Der Name Buddha Bowl ist an den runden, gemütlichen und satten Bauch eines Buddhas angelehnt. Sie kann je nach Geschmack individuell zusammengestellt werden und alle Vorlieben oder eben auch Abneigungen können einfach hinzugefügt oder weggelassen werden.

Ein großer Vorteil: Es gibt kein genaues Rezept oder strikte Mengenangaben, an die man sich halten muss, sondern jeder kann die Zutaten benutzen, die er gerade zu Hause hat. Die Buddha Bowl Rezepte sind demnach super vielfältig und können easy in den Mama-Alltag integriert werden. Egal ob am Wochenende oder einfach so, es bleibt mehr Zeit für uns Mütter. Für Selfcare und Selbstliebe zum Beispiel. ;-)

Die Buddha Bowl ein Rezept, das wirklich ganz einfach zu machen ist und perfekt für die Tage, an denen es schnell gehen soll – denn viele der Zutaten sind roh und müssen nicht gekocht werden. Eine Buddha Bowl ist auch sehr gesund, da sie eine farbenfrohe Mischung aus ausgewogenen und gesunden Köstlichkeiten ist, in denen viele Vitamine und Nährstoffe stecken.
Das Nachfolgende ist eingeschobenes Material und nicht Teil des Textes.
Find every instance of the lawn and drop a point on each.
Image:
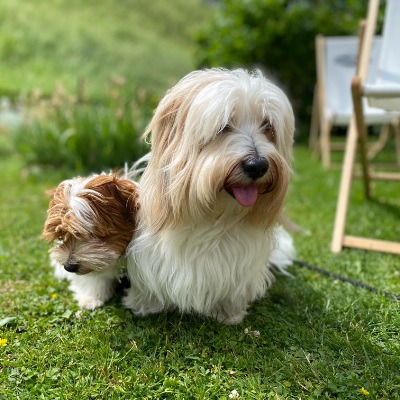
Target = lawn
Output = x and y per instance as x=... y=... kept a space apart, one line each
x=312 y=337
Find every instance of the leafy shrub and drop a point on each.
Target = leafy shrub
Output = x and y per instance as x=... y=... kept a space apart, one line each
x=75 y=134
x=277 y=36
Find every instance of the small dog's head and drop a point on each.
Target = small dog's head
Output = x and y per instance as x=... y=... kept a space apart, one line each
x=221 y=149
x=91 y=220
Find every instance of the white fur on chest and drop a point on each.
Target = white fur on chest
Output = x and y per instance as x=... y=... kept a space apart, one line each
x=198 y=269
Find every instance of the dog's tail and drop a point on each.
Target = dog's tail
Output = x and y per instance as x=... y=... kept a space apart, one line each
x=284 y=253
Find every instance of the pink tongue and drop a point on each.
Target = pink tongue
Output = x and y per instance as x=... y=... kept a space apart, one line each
x=246 y=196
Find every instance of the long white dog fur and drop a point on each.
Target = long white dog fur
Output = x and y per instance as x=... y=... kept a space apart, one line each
x=211 y=196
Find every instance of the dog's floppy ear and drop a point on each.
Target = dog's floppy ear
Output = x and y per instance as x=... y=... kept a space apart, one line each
x=115 y=202
x=56 y=213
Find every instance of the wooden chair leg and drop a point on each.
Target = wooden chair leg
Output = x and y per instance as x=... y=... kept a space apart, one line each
x=380 y=143
x=325 y=144
x=361 y=129
x=345 y=186
x=396 y=129
x=314 y=126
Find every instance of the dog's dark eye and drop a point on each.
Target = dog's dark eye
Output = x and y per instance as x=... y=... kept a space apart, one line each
x=226 y=129
x=268 y=130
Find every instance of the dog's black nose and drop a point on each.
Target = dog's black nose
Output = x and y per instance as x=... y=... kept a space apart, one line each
x=71 y=267
x=255 y=167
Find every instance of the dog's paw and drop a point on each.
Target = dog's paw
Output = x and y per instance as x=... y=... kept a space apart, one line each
x=141 y=306
x=228 y=318
x=90 y=303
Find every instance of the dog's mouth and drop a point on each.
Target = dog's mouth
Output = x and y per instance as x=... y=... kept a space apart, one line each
x=245 y=195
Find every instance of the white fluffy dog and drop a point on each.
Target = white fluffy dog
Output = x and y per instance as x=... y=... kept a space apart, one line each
x=211 y=196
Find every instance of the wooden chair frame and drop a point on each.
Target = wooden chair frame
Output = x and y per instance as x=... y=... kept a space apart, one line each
x=320 y=140
x=357 y=135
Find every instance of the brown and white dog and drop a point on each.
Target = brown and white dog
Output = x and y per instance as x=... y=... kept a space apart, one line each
x=91 y=221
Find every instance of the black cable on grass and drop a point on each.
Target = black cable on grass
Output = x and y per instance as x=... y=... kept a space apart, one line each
x=347 y=280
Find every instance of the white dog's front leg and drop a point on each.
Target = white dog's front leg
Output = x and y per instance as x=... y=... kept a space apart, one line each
x=228 y=314
x=92 y=290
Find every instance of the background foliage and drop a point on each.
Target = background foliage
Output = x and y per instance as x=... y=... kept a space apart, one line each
x=43 y=42
x=277 y=36
x=87 y=75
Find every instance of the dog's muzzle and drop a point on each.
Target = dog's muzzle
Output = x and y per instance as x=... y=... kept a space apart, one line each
x=255 y=167
x=71 y=267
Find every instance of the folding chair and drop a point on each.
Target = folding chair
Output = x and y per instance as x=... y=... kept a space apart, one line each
x=383 y=91
x=336 y=60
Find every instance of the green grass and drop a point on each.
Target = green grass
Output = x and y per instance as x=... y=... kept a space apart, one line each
x=148 y=43
x=319 y=338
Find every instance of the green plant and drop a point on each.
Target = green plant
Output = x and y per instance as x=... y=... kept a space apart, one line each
x=77 y=135
x=278 y=36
Buddha Bowl - sie schmeckt so gut und kann so verschieden gemacht werden.

Die Zutaten

So stellt man die Buddha Bowl zusammen:
10 % Salat (Feldsalat, Baby-Spinat, Rucola,…)
20 % Kohlenhydrate (Quinoa, Reis, Buchweizen, Dinkelnudel,…)
20 % Gemüse (Karotten, Tomaten, Paprika,…) – egal ob roh, gekocht oder gebraten
20 % Proteine (Fisch, Eier, Fleisch, Tofu, Hülsenfrüchte,…)
15 % Gesunde Fette (Avocado, Chia- oder Sesam-Samen, Nüsse,…)
10 % Früchte (Äpfel, Birnen, Beeren, Mango,…)
5 % Topping (Hummus, Feta, Sonnenblumenkerne,…)
Dressing (Erdnusssauce, Zitronen Vinaigrette, Sojasauce, Joghurt Dressing,…)
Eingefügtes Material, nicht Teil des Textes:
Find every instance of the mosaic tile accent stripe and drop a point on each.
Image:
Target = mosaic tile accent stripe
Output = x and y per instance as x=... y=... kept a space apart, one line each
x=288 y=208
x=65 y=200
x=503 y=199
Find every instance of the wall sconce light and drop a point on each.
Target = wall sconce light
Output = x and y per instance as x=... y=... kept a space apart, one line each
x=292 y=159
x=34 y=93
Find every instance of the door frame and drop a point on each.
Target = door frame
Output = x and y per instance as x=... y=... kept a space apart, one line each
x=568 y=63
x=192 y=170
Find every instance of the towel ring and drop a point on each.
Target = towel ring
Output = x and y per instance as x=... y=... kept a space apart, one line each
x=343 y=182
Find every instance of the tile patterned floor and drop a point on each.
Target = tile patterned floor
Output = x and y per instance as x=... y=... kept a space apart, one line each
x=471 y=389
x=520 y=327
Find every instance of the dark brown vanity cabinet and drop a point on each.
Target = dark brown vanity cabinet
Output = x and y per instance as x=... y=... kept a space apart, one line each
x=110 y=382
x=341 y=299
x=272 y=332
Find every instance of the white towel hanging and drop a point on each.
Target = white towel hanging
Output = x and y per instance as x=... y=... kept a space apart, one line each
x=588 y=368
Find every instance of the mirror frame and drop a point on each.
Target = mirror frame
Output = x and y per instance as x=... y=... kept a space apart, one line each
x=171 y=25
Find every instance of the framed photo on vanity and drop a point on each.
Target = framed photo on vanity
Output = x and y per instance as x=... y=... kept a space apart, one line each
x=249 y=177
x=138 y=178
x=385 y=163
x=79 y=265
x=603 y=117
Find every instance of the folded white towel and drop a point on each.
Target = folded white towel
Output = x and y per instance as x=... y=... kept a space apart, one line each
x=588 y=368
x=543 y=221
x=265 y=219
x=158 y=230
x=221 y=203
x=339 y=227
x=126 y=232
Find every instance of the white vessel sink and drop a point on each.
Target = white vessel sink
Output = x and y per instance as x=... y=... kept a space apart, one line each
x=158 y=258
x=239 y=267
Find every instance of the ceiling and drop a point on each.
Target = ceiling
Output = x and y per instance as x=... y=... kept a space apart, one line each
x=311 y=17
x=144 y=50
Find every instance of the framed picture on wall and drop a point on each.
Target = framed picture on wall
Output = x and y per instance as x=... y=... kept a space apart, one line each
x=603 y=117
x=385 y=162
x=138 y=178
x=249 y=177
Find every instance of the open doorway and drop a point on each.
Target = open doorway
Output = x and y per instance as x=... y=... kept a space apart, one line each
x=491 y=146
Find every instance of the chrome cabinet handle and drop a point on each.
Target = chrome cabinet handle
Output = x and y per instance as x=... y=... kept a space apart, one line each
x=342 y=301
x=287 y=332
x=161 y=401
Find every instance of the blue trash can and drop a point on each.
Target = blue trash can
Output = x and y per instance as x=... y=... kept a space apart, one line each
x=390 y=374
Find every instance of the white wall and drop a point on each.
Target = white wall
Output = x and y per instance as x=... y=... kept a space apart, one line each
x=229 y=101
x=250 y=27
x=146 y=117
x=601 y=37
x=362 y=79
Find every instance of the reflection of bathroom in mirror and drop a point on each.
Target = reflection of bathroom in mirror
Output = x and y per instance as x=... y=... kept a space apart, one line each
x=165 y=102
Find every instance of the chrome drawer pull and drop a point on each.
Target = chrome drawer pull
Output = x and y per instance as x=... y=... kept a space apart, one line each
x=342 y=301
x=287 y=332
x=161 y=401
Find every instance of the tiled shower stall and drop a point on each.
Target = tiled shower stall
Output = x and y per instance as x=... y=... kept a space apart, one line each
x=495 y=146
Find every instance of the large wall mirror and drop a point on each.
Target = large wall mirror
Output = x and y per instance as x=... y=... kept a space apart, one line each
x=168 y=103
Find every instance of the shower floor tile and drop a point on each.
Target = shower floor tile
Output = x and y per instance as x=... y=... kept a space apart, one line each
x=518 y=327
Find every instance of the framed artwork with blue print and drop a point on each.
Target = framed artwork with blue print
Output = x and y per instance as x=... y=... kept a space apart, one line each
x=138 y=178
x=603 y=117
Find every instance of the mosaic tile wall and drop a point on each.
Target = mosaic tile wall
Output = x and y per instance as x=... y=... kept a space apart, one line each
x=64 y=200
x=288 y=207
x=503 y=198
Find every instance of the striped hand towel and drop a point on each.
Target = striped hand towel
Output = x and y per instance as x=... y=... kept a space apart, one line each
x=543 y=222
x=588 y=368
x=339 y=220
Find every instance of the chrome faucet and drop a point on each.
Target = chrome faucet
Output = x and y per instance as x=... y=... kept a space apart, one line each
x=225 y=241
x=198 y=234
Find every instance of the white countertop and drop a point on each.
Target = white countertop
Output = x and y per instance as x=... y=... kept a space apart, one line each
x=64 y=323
Das Rezept für die Buddha-Bowl

Zuerst die gewünschten Kohlenhydrate kochen. Währenddessen die restlichen Zutaten waschen und schneiden. Ich schneide das Gemüse und die Früchte irgendwie – ohne Struktur, einfach individuell. Je nach Belieben das Gemüse dann braten oder kochen oder auch einfach roh lassen. Wenn die Kohlenhydrate fertig sind, kommen sie als erstes in die Buddha-Bowl. Danach alle anderen Zutaten hinzufügen und die Bowl mit allen Toppings in den unterschiedlichen Farben dekorieren. Und voilà – so schnell und einfach ist die gesunde Mahlzeit fertig!

Verwende andere Kohlenhydrate, variiere die Gemüsesorten, tausche die Proteine, ändere die Früchte und probiere verschiedene Dressings aus: So wird deine Buddha Bowl nie langweilig und du kannst immer wieder neue, leckere Kombinationen entdecken. Zu meine Favoriten zählen Thunfisch und Kürbiskernöl.

In diesem Sinne: Viel Spaß beim kreativen Zusammenstellen deiner Buddha Bowl und lass sie dir schmecken!
Neue Topping Ideen sind hier immer willkommen!